The Vertex Algorithm

Presently, there are four ways of determining the vertex position along the beam axis $V_z$ in BRAHMS:

1. Using the ZDC time signal as described above. This is considered the least precise measurement, as the intrinsic time resolution $\approx 115ps$ [3] giving intrinsic $\sigma_{ZDC}(V_z) \approx 3.5cm$. However, current analysis gives $\sigma_{ZDC}(V_z) \approx 5cm$ [4].
2. Using the Beam-Beam time signal, in similar fashion to the ZDCs. However, the timing resolution is $\approx 70ps$ giving a much better resolution for $V_z$.
3. Using reconstructed hits or clusters in the first TPC of the mid rapidity spectrometer (TPM1). This is considered the most precise algorithm so far.
4. Using reconstructed tracks from TPM1 to point at a vertex. This method shows some promise, but isn't fully understood yet.

However, we can not choose the vertex as we see fit when we build up the distribution $\frac{d^2N}{dMdV_z}$, since that would introduce a bias in the data.

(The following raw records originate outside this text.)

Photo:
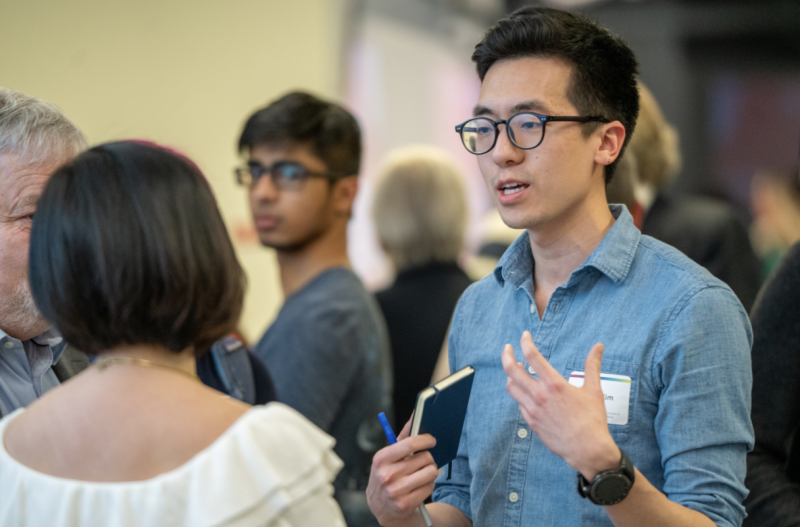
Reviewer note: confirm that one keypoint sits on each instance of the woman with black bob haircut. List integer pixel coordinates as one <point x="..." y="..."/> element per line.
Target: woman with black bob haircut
<point x="130" y="260"/>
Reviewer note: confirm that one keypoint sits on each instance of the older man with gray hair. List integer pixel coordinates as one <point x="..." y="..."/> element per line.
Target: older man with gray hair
<point x="35" y="138"/>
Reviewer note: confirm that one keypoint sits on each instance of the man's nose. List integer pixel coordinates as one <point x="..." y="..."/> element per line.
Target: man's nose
<point x="264" y="189"/>
<point x="505" y="153"/>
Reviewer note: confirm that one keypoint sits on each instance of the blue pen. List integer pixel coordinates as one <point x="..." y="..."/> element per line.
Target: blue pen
<point x="387" y="429"/>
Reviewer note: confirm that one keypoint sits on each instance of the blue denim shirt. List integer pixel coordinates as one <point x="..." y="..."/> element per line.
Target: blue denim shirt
<point x="680" y="335"/>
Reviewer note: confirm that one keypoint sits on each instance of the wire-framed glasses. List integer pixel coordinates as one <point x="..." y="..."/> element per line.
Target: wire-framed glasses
<point x="286" y="175"/>
<point x="525" y="130"/>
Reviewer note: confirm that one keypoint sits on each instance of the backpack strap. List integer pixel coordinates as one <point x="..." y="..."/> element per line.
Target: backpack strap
<point x="232" y="363"/>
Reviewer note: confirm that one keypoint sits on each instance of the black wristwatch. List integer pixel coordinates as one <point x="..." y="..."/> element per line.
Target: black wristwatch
<point x="610" y="486"/>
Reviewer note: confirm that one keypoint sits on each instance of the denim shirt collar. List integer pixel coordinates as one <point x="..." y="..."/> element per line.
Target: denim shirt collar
<point x="51" y="338"/>
<point x="612" y="256"/>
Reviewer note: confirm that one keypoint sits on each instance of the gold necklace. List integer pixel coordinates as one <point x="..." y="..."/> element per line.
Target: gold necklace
<point x="104" y="362"/>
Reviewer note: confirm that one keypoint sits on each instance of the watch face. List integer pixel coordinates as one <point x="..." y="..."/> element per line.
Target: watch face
<point x="610" y="489"/>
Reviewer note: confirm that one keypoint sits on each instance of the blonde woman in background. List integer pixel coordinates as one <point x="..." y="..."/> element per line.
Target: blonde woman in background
<point x="704" y="229"/>
<point x="420" y="213"/>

We are therefore restricted to using the vertex measurement obtained from ZDCs, despite the non optimal resolution, since we have already required hits in the ZDCs by choosing the trigger 4 as our minimum bias trigger, and this obtain no further bias.

It is possible using the time signal from the two ZDC, $t_L$ and $t_R$, and assuming the particles that trigger the measurement in the ZDCs have $\beta \approx 1$, to obtain a very crude determination of the position of the primary vertex along the beam axis $Vz$:

$$V_z = c (t_R - t_0) - c (t_L - t_0) = c(t_R - t_L)$$ (5)

where $t_0$ is the, not measured, absolute time of the collision, and $t_R$ and $t_L$ is the average of the time signal from the first two modules in each ZDC.